The 24-year-old left-back looked free of any lingering effects of the injury that kept him out of the World Cup as he met with the media later that afternoon. But there were other clear signals that he was not yet ready. He wore street clothes instead of the team uniform — and a physical therapist, sent to Costa Rica by his English Premier League club Everton, kept a close watch on everything Oviedo did.
After breaking his tibia and fibula in his left leg during a match with Everton on January 25, Oviedo had four months to recover for the World Cup. For awhile, it seemed like the leg might heal in time. But after trying to practice at full speed at the beginning of May, the pains returned and Oviedo was declared out of the tournament.
The Tico star said he always had the mentality he’d be in Brazil until the doctors finally told “No Bryan, you can’t go.”
He will be missed. Oviedo was Costa Rica’s best defender, and a talent capable of jumpstarting the offense. His absence even will be mourned by his English fans. Oviedo gained a large following abroad after he scored the goal that let Everton beat rival Manchester United for the first time in 21 years.

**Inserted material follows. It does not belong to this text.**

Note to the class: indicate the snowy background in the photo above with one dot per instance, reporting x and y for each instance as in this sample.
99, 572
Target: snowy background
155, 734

Everton supporters had joked that Oviedo would single-handedly take down England in the World Cup when Costa Rica was drawn into the same group (England and Costa Rica meet on June 24).
Oviedo figures he’s still at least a month and a half away from returning to the pitch. He hopes to rejoin his Premier League club in the middle of the preseason.
The left-back won’t be traveling with the team to Brazil. But La Sele head coach Jorge Luis Pinto invited him to use the national team’s facilities to rehab when he’s in the country (Oviedo has spent most of his recovery in England). And the defender accepted the opportunity to be close to the national team.
“From here, I’m going to be supporting the La Sele,” he said. “This week I’m going to be here giving them all my support.”
Still, Oviedo wouldn’t say much about the competition to replace him on La Sele, stating it’s “difficult to say names.” He acknowledged Junior Díaz as the veteran presence and Waylon Francis and Heiner Mora as two youngsters on the rise that could challenge Díaz for the starting spot.
Overall he looked pleased to be back, and enjoyed the moments hanging around the team headquarters and joking with teammates. After his press conference ended, he took extra questions in the parking lot and signed an autograph for a fan.
Then he and his Everton physical therapist drove off in a shiny red Camaro — a sign of his prosperous young career and the lucrative future ahead of him if he can recover fully from the injury. But Tuesday his mind seemed stuck on the future he’d be missing out on. That despite his efforts, he would not be among the 23 men from Costa Rica heading to Brazil in two weeks.
“On days when I’m doing intense work I forget a little. But when I see some things that are everywhere now like commercials and other things about the World Cup and when I’m here with the team that gets me sad.” Oviedo said. “But I’m moving forward with my recovery, and that’s what’s most important.”